I watched this once up until season three, then fell out with it, and decided a few months back to rewatch this and actually finish it this time around. I was particularly in the mood for something British. Naturally this ticked all the boxes, and I popped it in.
I was drawn in from the very first episode, no kidding. I love a good drama, and for a period setting and story, this was lovely. There were laughs, there were hard times, there were great relationships, there was some insane scheming, and there was character growth.
Typical of a show/book with such a massive array of characters, I was worried that I would forget them all, or not know how they all fit in. This is a normal fear when bombarded with so many people, especially seeing as how they were all introduced in the first episode basically. Getting to know Downton was a wonderful experience, and I am a big fan of the cast. Maggie Smith is a scene-stealer, of course, and her character of Cousin Violet is just immensely wonderful. She is so underhanded, so wealthy, so out of touch with how the rest of the world works, you cannot help but laugh at her. I particularly enjoyed her quip about weekends, and the competition/rivalry between her and Isobel is so worth watching. It is hilarious, and everyone is aware of it, some humour it, mostly because getting awkward doesn’t help. They are both immensely strong willed women. I also like how she is not as cold as you think, and sometimes she does particularly sweet things, but she does’t like to draw too much attention to it (such as when she relented and allowed Bill Molesley to win the flower fair).

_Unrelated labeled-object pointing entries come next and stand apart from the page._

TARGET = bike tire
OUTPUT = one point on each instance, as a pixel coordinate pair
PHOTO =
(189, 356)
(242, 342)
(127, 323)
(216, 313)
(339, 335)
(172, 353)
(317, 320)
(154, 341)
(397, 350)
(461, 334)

Then there is Matthew Crawley. I cannot lie and say I did not fall deeply in love with his character. He was more in tune with reality, solidly middle class, not dismissive like the rest of the Crawley clan, smart as a whip and simply gorgeous. He was just… different, and I liked that. Not to mention that I think Dan Stevens is absolutely super hot, and he was adorable here (just look at his relationship with Molesley after he realises how the food chain works). Jessica Brown-Findlay was another actress I was very happy to see. I think she is beautiful, and her character of Sybil is wonderful – strong-willed, cheeky, a feminist to the core, and helpful. She is also more genuine than the rest of the family seems to be, such a free spirit. I must admit, I loved watching her be all rebellious, and thought that her and Tom Branson were so sweet together.
Bates was another character I deeply admired. He was loyal and genuine and such an honest man, and he would not shift blame. When he started he was treated so badly, and it actually hurt to watch, but eventually commanded the respect of just about everyone, and that was great. Also, I liked how he had served with Lord Robert Crawley in the war, and everyone treats him terribly and dismissively and he was actually friends with Robert, and it changes things when the rest of the servants realise this. He doesn’t use connections/relations with people to get ahead, however, and will never take anyone down with him maliciously, no matter what. Thomas and Mrs O’Brien irritated me, they were such forces of evil! T
he distinct portrayal of how times are different and cultural mores and norms that have differed is something I thoroughly enjoy watching, too. Wow, there is so much going on in this show actually that I am not sure how to address it all. I don’t want to leave anything out, but there is just too much that is right with this! Obviously this means that if you have not yet watched this, you should rectify that immediately.